Bevande gassate e succhi
Costano molto e hanno scarso valore nutritivo. Limitandone il consumo, risparmi e guadagni in salute.
Tecnologia e app utili
Se vuoi rendere il risparmio “automatico”, qui trovi gli strumenti più comodi: app e soluzioni digitali che ti aiutano a spendere meno senza pensarci ogni volta.
App di cashback e coupon digitali
Ti restituiscono una parte di quello che spendi e ti offrono sconti personalizzati.
Approfondimento: App di cashback: come funzionano e quali convengono nel 2026.
App per confrontare i prezzi
Alcune applicazioni ti permettono di vedere quale supermercato ha i prezzi migliori sui prodotti che ti servono.
Se non vuoi installare nulla, puoi anche fare una versione “manuale” semplice: tieni una nota sul telefono con i prezzi medi dei tuoi 10 prodotti più acquistati. Ti basta per capire se stai pagando troppo.
Cucina “furba”
La cucina intelligente è quella che ti fa spendere meno senza farti sentire “a dieta” o in punizione. Qui non vince chi compra meno, vince chi usa meglio quello che compra.
Preparare snack in casa
Evita di comprare merendine e snack confezionati: costano molto e sono meno salutari. Prepararli in casa è più economico.
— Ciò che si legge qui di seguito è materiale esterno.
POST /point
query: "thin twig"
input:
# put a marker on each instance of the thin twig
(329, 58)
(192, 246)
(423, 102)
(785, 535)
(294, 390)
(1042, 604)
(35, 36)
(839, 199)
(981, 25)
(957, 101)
Non serve fare ricette complesse: anche yogurt + frutta, pane tostato, frutta secca porzionata o popcorn fatti in casa sono alternative economiche e veloci.
Piatti unici equilibrati
Invece di cucinare troppi piatti separati, punta su piatti unici completi e bilanciati: meno ingredienti, meno energia, meno sprechi.
Esempio pratico: riso + legumi + verdure, oppure pasta + verdure + proteine semplici. Spendere meno diventa una conseguenza naturale.
Conclusione
Risparmiare sulla spesa al supermercato non significa rinunciare al gusto o alla qualità, ma diventare consumatori più consapevoli.
Con pianificazione, attenzione agli acquisti e qualche trucchetto, puoi abbattere la spesa mensile anche del 30%, liberando fino a 100–150€ al mese per altre esigenze.
Unito agli altri risparmi domestici (→ vedi 15 trucchi pratici per abbassare le spese domestiche e Come risparmiare sulle bollette di luce e gas), questo ti porterà sempre più vicino all’obiettivo dei 500€ al mese senza rinunce.